The foundation of a successful evaluation is a high-quality data set. This data set consists of paired questions or inputs, and expected responses. The expected response must be factually correct and grounded in the source context.

An evaluation set contains one or more test questions, the expected agent responses, and the metrics to be measured. Evaluation sets are specific to each agent, and an agent can have multiple evaluation sets. Creating a good evaluation set helps in improving the efficiency of your evaluation.

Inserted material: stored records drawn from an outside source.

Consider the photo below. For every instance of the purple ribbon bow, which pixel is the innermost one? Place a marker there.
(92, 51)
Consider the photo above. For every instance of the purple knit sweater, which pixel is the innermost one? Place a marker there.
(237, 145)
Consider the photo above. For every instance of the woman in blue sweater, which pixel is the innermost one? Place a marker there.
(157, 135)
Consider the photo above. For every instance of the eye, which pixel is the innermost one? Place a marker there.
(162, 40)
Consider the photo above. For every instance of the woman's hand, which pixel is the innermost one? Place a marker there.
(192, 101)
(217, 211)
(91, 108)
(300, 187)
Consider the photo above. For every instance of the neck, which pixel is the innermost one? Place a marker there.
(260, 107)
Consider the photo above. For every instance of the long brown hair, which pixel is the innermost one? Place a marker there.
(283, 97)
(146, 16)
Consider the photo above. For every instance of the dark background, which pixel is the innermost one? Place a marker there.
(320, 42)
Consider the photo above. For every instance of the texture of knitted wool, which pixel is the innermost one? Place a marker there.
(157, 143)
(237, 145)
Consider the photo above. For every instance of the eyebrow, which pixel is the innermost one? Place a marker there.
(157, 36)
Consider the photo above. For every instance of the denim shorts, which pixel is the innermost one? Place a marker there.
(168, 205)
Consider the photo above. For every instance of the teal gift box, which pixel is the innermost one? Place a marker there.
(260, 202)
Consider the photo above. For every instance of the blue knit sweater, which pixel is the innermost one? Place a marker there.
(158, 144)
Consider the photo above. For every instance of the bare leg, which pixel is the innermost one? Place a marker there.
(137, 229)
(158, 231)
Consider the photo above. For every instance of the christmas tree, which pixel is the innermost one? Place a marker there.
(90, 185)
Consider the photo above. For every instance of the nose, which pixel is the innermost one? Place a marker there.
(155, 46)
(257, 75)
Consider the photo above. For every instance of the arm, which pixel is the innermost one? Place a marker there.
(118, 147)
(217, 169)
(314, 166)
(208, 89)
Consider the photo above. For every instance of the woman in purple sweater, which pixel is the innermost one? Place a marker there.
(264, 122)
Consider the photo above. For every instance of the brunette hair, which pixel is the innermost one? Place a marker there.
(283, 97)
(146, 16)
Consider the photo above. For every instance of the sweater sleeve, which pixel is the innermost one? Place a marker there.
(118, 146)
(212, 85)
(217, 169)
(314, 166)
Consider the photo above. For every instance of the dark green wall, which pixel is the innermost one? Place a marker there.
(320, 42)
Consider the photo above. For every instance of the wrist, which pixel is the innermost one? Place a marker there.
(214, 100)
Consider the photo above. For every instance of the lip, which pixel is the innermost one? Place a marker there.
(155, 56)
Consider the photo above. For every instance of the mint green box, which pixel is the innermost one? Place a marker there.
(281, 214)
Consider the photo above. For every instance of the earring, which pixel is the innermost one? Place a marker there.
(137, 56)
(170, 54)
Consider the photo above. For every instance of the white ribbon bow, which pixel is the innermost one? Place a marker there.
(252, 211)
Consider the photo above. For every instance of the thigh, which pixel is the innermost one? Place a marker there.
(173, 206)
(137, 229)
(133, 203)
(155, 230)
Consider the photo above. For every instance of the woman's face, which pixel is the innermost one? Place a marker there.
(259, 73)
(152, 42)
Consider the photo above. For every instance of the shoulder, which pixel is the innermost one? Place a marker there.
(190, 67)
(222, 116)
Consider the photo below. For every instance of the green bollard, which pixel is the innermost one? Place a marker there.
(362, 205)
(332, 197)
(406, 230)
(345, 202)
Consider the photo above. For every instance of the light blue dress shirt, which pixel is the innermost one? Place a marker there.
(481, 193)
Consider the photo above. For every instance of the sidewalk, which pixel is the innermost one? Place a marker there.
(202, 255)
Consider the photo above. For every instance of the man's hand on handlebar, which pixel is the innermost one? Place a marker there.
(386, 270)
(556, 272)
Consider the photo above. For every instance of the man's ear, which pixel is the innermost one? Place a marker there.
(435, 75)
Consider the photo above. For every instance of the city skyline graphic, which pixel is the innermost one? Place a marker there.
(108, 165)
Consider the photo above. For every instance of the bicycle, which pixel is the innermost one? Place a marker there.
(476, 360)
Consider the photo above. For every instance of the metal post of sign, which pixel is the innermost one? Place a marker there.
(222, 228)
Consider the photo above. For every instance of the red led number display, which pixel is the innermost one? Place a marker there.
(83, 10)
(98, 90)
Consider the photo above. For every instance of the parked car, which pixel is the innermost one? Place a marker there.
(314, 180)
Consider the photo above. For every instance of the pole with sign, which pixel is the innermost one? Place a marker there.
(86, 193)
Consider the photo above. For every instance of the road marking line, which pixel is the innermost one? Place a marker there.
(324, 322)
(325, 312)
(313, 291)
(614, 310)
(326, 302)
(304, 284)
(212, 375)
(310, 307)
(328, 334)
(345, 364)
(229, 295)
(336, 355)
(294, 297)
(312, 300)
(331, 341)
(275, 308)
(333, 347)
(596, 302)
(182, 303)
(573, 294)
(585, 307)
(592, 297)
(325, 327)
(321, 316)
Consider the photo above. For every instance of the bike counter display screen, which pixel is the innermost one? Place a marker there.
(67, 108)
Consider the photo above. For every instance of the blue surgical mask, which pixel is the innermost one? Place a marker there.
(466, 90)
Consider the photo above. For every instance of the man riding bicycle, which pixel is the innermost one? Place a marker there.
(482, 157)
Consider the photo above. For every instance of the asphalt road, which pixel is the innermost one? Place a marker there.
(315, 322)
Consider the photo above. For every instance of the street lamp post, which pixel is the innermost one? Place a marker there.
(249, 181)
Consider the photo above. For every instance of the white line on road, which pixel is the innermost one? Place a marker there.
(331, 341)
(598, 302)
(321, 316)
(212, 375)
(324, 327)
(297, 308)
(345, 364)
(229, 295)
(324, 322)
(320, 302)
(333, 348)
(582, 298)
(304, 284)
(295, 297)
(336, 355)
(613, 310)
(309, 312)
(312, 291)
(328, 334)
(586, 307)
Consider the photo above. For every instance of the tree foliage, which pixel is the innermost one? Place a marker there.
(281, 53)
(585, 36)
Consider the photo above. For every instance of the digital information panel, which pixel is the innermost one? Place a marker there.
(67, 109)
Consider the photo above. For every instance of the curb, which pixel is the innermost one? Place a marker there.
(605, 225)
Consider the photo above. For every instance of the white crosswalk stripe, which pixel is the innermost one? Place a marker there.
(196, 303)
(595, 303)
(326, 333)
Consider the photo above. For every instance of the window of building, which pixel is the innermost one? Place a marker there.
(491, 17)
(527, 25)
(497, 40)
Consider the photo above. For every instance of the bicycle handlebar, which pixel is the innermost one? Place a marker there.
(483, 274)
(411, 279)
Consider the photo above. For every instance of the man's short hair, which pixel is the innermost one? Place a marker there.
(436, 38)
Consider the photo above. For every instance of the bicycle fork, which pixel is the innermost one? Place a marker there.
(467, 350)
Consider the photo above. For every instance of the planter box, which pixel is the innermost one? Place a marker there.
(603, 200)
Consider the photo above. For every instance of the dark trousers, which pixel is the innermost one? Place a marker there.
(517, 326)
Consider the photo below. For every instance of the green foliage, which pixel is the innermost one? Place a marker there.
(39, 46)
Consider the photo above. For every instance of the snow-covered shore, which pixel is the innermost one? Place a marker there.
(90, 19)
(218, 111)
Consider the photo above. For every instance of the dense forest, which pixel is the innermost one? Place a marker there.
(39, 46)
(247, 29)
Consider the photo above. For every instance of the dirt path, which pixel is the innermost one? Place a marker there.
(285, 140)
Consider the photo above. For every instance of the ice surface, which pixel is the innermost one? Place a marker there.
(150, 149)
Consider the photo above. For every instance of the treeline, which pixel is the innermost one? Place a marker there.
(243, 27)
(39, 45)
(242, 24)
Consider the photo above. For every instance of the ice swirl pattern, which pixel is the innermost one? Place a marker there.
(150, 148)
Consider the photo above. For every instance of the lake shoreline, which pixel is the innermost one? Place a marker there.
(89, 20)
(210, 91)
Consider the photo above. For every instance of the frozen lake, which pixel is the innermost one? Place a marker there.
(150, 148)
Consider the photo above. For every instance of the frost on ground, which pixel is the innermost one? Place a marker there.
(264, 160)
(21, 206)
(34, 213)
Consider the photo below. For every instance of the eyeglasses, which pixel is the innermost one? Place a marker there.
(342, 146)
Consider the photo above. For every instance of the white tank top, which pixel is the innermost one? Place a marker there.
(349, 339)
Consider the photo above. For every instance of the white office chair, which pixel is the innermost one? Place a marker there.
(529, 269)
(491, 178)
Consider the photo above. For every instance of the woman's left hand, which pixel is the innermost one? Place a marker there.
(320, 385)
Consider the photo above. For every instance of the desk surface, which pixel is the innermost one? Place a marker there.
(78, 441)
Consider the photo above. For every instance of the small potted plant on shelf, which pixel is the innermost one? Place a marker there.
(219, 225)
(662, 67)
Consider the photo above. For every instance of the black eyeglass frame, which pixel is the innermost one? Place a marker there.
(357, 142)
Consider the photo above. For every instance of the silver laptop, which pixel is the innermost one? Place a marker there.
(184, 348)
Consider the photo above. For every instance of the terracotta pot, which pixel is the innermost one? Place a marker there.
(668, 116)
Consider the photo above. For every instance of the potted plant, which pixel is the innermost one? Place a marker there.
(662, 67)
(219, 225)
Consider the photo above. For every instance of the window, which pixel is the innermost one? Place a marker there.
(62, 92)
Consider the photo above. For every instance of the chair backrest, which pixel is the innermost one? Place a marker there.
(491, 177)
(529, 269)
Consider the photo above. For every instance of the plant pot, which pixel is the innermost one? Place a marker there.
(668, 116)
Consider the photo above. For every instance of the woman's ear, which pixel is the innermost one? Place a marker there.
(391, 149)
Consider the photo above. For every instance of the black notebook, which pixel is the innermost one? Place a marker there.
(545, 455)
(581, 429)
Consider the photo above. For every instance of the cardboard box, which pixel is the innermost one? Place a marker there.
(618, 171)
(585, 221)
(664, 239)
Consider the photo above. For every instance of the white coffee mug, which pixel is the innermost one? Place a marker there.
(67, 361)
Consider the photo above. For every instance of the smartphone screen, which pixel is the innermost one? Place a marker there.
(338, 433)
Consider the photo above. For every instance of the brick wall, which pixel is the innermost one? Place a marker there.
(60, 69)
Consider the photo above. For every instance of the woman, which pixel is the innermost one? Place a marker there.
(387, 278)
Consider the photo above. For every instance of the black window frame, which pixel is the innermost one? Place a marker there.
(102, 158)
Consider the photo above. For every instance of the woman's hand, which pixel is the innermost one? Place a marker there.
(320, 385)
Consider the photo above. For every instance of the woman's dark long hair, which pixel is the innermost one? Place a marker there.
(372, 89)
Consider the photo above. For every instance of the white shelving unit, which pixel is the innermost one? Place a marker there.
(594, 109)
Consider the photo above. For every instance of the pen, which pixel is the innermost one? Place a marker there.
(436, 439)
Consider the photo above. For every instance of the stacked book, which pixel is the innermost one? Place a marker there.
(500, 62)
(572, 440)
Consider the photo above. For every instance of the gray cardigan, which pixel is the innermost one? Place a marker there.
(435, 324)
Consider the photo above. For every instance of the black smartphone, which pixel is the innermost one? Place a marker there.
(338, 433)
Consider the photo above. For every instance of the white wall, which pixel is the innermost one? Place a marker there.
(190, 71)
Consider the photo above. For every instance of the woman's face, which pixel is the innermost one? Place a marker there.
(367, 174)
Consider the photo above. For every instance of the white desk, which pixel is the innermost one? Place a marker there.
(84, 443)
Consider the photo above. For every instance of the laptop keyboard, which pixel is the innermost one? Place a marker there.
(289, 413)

Below are the steps to create an evaluation set.

Create Evaluation Set:

  1. In AI Agent Studio, open the Monitoring and Evaluation tab
    Manage Evaluation
  2. Select Manage Evaluations, then click + to create a new evaluation set.
  3. Enter the Name, Code, and Description, and select the Agent Team you want to evaluate.
  4. Choose the run mode.
    • Sequential: Runs questions in the exact order you define. Use this when later questions depend on the context from earlier ones.
    • Random: Runs questions in a randomized order.
  5. (Optional) Enable Document Tool Evaluation if you want RAG metrics included in the evaluation report.
    Create Evaluation
  6. Questions Tab: user questions and the expected answers you want the agent to produce. You can add them in any of the following ways:
    • Enter questions and expected answers manually on the page
    • Upload a CSV file (Column 1 = Questions, Column 2 = Expected Answers)
    • Add them using the Debug Chat window
      Create Questions and Responses
  7. Metrics Tab: In the Metrics tab, define the scoring rules and thresholds used to evaluate responses.
    Example: To fail the test when Correctness < 0.8, set the condition to < and the threshold value to 0.8.
    Metrics
  8. Select Create to save the evaluation set.

Run the Evaluation Set:

  • On the Manage Evaluations page, locate your evaluation set.
  • From the Actions menu, select Initiate Evaluation Run.
  • Choose the agent team version you want to evaluate, then start the run.
    Evaluation Results

Analyze the Results:

  • Click the evaluation set to open the Evaluation Runs page.
  • Select the run you want to review, then choose View Run Results.

Run Results Tabs

  • Response Performance
    Shows a question-by-question comparison of the expected response vs. the agent’s actual response, along with the metrics for each question. It also includes trace information.
    Evaluation Results 1
  • Correctness
    Provides a detailed breakdown of the correctness score. The LLM generates an initial score and feedback, and you can add your own notes in the Correctness Score by Human column for record-keeping.
    Evaluation Results 2

This blog walked through creating and managing evaluation sets in AI Agent Studio, from defining high-quality Q&A pairs to configuring metrics and analyzing results. By following these steps, you can continuously measure, refine, and strengthen your agent’s performance with confidence.